Behind the scenes, however, Frank — who was first elected in 1980 — became one of the most important lawmakers of his generation, a successful backroom negotiator who knew how to broker critical deals. With his announcement Monday that he will not seek reelection next year, he will leave a legacy that goes beyond simple politics.
Few lawmakers can claim, as Frank can, to have won the trust of both the George W. Bush Treasury Department and the gay rights movement.
“This country has never had a Congressman like Barney Frank, and the House of Representatives will not be the same without him,” President Obama said in a statement.
After the announcement, there was an outpuring of tributes for a politician who brought a unique style to Congress, much to the chagrin of opponents and delight of his fans. As Robert Kaiser wrote
:
The House of Representatives is losing its least-typical member: Barney Frank announced Monday that he will retire at the end of next year. This is sad news for Congress, an institution that has faded to gray over the last generation. Sad, but predictable.
Frank (D-Mass.) was a throwback to a time when members stood out for their unique personal characteristics. He never pandered, and sometimes insulted. “I’d rather be rude than bored,” he said on many occasions, and he provided plenty of evidence that this was true. But he was also an accomplished legislator, a congressman who made a difference. He was usually the smartest man in the room, and the funniest.

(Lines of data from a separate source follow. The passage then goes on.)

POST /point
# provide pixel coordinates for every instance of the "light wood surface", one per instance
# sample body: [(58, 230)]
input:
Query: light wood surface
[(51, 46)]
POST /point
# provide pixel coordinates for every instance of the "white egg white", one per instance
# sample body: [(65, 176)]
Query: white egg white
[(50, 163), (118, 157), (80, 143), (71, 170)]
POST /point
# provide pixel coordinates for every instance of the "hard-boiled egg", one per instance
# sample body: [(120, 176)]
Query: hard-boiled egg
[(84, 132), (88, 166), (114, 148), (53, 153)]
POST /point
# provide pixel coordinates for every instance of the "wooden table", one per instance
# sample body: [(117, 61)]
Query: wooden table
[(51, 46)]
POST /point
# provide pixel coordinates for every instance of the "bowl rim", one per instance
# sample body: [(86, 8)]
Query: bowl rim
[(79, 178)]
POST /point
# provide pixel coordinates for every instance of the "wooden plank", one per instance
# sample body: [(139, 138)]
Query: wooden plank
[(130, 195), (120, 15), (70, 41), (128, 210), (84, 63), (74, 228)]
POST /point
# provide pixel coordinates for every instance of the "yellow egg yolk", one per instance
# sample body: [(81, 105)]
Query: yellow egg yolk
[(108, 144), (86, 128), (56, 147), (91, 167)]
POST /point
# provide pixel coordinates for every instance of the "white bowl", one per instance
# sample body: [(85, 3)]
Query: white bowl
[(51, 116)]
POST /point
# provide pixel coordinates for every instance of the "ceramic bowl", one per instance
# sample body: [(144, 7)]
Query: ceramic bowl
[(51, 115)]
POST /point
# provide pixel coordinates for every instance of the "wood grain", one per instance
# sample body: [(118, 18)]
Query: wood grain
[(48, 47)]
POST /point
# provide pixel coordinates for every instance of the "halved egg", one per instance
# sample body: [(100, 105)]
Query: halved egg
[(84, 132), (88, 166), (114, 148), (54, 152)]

In Washington, typically, reporters get to know politicians by covering them once they’ve arrived here, but this reporter met Barney Frank when he was 21 years old, and I was 18, half a century ago. We were both delegates to a long-forgotten event called the National Student Congress. Frank was the delegate from Harvard who knew Robert’s Rules of Order backward and forward, and who seemed conversant with all the big national issues of the day. The hard thing, then as now, was deciphering the words that poured out of his mouth like bullets from a Gatling gun, disguised in a thick New York-ish accent that revealed his Bayonne, N.J., origins. We have maintained friendly relations ever since, so readers should be on notice that this article may want for objectivity.